« Carte monofamille », garde alternée de principe : un rapport sénatorial veut renforcer les droits des parents solos et l'implication des deux parents dans l'éducation de l'enfant après leur séparation.

Après un rapport publié en mars par la délégation aux droits des femmes du Sénat, la piste d'une carte de « famille monoparentale » revient sur la table avec les conclusions d'une mission confiée au sénateur Xavier Iacovelli par l'ancien gouvernement.

Pour l'élu Renaissance des Hauts-de-Seine, les bénéficiaires de cette « carte dématérialisée » pourraient prouver leur statut aux collectivités locales ou entreprises publiques ou privées, susceptibles de leur accorder des prestations : logement, tarif de transport...

En France, une famille sur quatre est monoparentale (soit deux millions de familles et 3,1 millions d'enfants mineurs) et compte à sa tête une femme dans plus de 80% des cas. Selon l'Insee, la pauvreté touche 45% des enfants qui vivent seuls avec leur mère.

Une obtention anticipée pour les plus modestes

La « carte monofamille » serait obtenue par ceux qui cochent la case « parent isolé » sur la déclaration de revenus. Les plus modestes pourraient l'obtenir « de façon anticipée » lorsqu'ils actualisent tous les trois mois les formulaires du revenu de solidarité active ou de l'allocation de soutien familial (ASF).

L'ex-ministre chargée de l'Égalité entre les femmes et les hommes, Aurore Bergé, s'était déjà engagée en faveur d'une telle « carte » pour améliorer la « reconnaissance plus spécifique que l'on doit aux familles monoparentales ».

Depuis plusieurs mois, les initiatives parlementaires visant à mieux accompagner les familles monoparentales se multiplient.
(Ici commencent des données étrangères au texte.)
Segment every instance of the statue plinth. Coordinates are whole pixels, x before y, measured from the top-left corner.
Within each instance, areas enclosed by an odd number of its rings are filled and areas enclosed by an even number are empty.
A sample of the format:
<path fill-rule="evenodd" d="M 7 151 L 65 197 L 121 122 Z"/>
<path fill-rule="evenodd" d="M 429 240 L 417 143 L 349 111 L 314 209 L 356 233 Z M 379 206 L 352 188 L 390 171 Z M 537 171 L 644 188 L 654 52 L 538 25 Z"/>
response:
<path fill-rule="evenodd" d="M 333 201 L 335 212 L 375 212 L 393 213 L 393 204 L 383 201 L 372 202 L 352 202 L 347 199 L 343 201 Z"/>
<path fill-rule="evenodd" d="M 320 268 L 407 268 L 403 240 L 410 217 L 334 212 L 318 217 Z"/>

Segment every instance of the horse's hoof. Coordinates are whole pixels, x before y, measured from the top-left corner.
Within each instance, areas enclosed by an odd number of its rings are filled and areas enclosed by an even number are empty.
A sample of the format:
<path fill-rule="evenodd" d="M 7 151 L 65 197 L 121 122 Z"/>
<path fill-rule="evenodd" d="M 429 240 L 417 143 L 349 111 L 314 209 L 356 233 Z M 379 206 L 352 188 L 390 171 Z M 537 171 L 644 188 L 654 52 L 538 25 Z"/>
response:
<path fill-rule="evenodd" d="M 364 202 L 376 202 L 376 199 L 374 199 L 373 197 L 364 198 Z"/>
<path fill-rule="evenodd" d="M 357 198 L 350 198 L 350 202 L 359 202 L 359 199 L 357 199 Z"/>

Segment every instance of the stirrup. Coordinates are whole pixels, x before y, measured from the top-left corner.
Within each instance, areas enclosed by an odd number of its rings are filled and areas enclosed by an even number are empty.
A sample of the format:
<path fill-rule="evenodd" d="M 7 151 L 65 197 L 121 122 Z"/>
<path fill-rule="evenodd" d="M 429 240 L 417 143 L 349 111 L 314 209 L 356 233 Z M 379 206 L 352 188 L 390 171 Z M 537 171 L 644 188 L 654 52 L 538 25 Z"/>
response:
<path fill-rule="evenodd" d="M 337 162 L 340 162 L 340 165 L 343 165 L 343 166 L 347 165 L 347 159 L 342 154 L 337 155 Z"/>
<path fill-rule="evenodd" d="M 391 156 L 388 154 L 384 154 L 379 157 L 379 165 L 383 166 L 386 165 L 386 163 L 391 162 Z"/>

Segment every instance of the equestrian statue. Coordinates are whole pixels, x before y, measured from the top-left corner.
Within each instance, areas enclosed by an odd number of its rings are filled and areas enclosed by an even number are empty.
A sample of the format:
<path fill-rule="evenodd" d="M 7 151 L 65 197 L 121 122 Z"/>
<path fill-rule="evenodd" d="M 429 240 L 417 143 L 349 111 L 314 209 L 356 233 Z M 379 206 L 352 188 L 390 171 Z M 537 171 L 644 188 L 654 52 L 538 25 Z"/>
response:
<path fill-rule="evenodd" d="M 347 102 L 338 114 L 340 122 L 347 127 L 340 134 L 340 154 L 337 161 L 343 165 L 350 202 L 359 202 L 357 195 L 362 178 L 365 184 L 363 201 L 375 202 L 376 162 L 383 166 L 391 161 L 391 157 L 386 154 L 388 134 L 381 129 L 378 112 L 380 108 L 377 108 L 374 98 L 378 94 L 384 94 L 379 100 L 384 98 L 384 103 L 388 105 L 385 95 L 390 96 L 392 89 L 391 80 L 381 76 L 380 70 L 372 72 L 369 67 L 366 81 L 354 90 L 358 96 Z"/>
A l'Assemblée nationale, le député socialiste Philippe Brun a ainsi lancé à l'automne 2023 un groupe transpartisan pour aboutir à une future proposition de loi.

Le sénateur Iacovelli souhaite lui aussi que ses mesures puissent nourrir des textes du camp présidentiel, propositions de loi ou amendements au prochain budget de la sécurité sociale.

« Coparentalité »

L'autre volet de son rapport concerne la « coparentalité ». La « garde alternée » de l'enfant, alternativement chez l'un et l'autre parent, devrait être envisagée « avant toute autre solution », préconise Xavier Iacovelli, qui souhaite inscrire ce principe « dans les textes ».

Une proposition de loi dans ce sens avait été votée au Sénat en décembre 2023. Ce mode de garde ne devrait être écarté qu'en cas d'« accord consensuel des deux parents », d'éloignement géographique ou « de comportements violents avérés » sur le conjoint ou l'enfant.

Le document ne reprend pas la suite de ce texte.